Cutting the Price. Searle got norethynodrel on the market as Enovid (pronounced enovid) in 1957 as a prescription item for threatened abortion and menstrual disorders. Last May the Food and Drug Administration authorized Searle to offer Enovid for what promptly became its most popular use. Enovid proved to have remarkably few undesirable side effects: in her first month or two on the pills, a woman may be nauseated, and may gain weight. The main trouble with Enovid, as with all progestins, was cost. The pills were priced to retail at 50-c- or 55-c- each, and one a day for 20 days meant $10 or $11 a month. Last week Searle cut its price by 30%, which should bring the retail price down to $7 or $8. Parke, Davis followed suit. And Searle promptly cut this a further 50% by convincing the FDA that five milligrams will inhibit ovulation just as well as ten, making the net cost to the consumer $3.50 to $4 a month.
Volume sales and competition may lead to a further modest price cut. Mexico-based Syntex Corp. plans to market norethindrone in direct competition with Searle; Raritan, N.J.'s Ortho Pharmaceutical Corp. will soon market the same drug (bought from Syntex) as Norlutin, and many pharmaceutical houses have similar products in the research stage.

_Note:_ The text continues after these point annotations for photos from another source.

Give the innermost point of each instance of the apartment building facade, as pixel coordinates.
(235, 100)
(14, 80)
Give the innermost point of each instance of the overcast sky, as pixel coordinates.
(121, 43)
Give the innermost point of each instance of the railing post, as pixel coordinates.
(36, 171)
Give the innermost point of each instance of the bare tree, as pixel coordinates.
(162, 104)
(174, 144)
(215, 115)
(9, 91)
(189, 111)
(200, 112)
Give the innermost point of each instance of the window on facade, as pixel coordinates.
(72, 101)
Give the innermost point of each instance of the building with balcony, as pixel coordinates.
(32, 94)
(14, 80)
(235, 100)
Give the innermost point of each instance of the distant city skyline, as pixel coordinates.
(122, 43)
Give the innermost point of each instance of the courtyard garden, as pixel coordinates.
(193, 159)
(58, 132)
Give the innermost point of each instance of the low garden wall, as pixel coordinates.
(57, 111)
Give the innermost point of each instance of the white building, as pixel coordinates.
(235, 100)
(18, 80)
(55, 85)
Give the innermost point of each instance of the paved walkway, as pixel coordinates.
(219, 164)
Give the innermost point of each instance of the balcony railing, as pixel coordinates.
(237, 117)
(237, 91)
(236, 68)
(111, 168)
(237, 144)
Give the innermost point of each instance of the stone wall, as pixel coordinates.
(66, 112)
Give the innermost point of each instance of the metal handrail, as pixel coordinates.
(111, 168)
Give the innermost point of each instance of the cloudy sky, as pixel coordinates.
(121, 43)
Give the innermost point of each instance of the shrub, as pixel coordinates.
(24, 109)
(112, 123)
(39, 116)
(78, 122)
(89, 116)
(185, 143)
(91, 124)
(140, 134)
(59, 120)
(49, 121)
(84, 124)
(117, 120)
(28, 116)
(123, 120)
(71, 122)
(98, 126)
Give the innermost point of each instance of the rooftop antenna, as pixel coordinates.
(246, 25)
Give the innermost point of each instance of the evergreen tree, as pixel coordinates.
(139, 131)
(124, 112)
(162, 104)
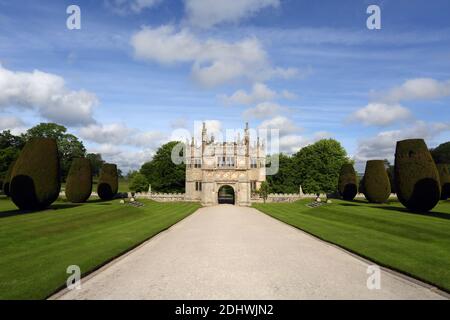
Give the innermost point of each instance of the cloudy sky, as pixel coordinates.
(140, 69)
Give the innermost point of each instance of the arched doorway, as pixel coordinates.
(226, 195)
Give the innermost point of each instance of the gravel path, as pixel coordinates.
(229, 252)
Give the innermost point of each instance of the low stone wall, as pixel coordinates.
(285, 197)
(160, 197)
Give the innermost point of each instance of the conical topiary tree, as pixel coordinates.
(347, 182)
(108, 182)
(79, 181)
(35, 179)
(416, 176)
(444, 177)
(376, 182)
(7, 181)
(361, 186)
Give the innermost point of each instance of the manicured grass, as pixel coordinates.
(415, 244)
(37, 248)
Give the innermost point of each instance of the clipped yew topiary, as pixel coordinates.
(361, 186)
(376, 182)
(79, 181)
(390, 173)
(416, 176)
(444, 177)
(35, 179)
(108, 182)
(347, 182)
(6, 182)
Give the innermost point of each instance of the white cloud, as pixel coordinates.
(260, 92)
(283, 124)
(130, 6)
(380, 114)
(417, 89)
(263, 110)
(382, 146)
(214, 62)
(118, 134)
(10, 123)
(207, 13)
(126, 159)
(47, 94)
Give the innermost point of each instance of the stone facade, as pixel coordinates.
(212, 165)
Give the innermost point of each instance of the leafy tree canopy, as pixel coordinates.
(162, 173)
(441, 154)
(138, 183)
(96, 162)
(286, 180)
(69, 146)
(318, 166)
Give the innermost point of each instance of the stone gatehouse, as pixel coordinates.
(224, 172)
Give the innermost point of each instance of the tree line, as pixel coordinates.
(69, 147)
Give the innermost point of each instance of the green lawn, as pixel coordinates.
(415, 244)
(36, 248)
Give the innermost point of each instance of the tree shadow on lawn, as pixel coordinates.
(54, 207)
(362, 203)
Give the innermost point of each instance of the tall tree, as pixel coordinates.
(441, 154)
(96, 162)
(319, 165)
(285, 181)
(69, 147)
(162, 173)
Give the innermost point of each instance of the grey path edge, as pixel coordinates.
(228, 252)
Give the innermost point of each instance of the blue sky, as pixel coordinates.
(140, 69)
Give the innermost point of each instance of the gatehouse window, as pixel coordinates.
(225, 162)
(197, 163)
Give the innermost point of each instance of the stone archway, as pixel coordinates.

Yet hormones may not be the ultimate contraceptive. A possibility, though still remote, is a means of immunizing either a man or a woman so that sperm and ova will never unite but one will react against the other like an antibody. Dr. Albert Tyler, 54, professor of embryology at California Institute of Technology, has succeeded in preventing conception this way in such creatures as sea urchins, mice, rabbits and cattle, but not yet in the human species. His brother, Dr. Edward Tyler, 47, working at U.C.L.A., is also testing a third contraceptive principle--an oral drug (its name and maker are still secret) to work in men by suppressing the production of sperm. So far, the pills have been shown to reduce the sperm count drastically but not completely. And there is no evidence as to whether the few remaining sperm are hardy enough to sire normal offspring.
Since all hormonelike drugs are as powerful as TNT in the ways they affect much of the body's chemistry, it will be years before doctors can be positive that any pill is safe enough* for long-continued contraception. (Progestins appear safe for promoting fertility, as they are taken far only a short time.) And overshadowing everything is the moral question. Roman Catholics object to "birth control" except by the rhythm method. Dr. Rock, a Catholic himself, says the progestins should be accepted by Rome as a "licit" variant of the rhythm method. The Vatican has not yet defined its position on the pills.
* Searle sells Enovid as a contraceptive but advertises only its other uses. Parke, Davis coyly avoids mentioning Norlutin's contraceptive use, even in professional leaflets, but doctors do not need to be told about it.
* Reports that Enovid not only is free of cancer risk, but actually protects against it are premature and based on faulty statistics. The American Cancer Society this week awarded Dr. Pincus a $58,000 grant to start a study on this.